Dans les cas simples, les plus fréquents, il n’y a pas lieu de consulter à l’hôpital, et le traitement est fait à domicile.

Quels sont les effets secondaires du traitement médicamenteux ?
Comme dans la plupart des cas d’HSP, le traitement médicamenteux n’est pas nécessaire ou donné seulement pour une courte période de temps, il n’y a pas à attendre d’effets secondaires sévères. Dans de rares cas, avec une maladie rénale sévère qui requiert une corticothérapie, et des immunosuppresseurs pour une longue période, les effets secondaires de ces médicaments peuvent être un problème (cf. chapitre traitement).

Combien de temps la maladie va-t-elle durer ?
La maladie dure environ 4 à 6 semaines. La moitié des enfants présente au moins une rechute dans les 6 semaines qui suivent, nouvel épisode qui est habituellement plus court et modéré que le premier.

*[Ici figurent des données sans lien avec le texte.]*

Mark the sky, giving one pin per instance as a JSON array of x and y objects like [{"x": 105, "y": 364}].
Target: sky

Rarement, les rechutes durent plus longtemps. La majorité des patients guérit complètement.

Quel type de suivi périodique est nécessaire ?
Des échantillons d’urine doivent être examinés de nombreuses fois pendant et après les épisodes de PR, pour détecter une atteinte rénale . En effet dans de très rares cas, l’atteinte rénale peut apparaître plusieurs semaines après le début de la maladie.

Quelle est l’évolution à long terme de la maladie ?
Chez la plupart des enfants, la maladie s’éteint d’elle-même et ne cause aucun problème à long terme. En particulier au niveau des articulations, il n’y a absolument aucun risque de séquelles.
Le petit pourcentage de patients, qui présente une maladie rénale persistante ou sévère, peut avoir une évolution progressive avec en conséquence une possible insuffisance rénale.

Qu’en est-il de l’école/des sports ?
Durant la phase aiguë de la maladie, le repos au lit est nécessaire et l’activité physique limitée, mais après la guérison, l’enfant peut aller à l’école à nouveau et mener une vie normale. Les vaccinations doivent être reportées et la période pour rattraper ces vaccins sera décidée par le pédiatre.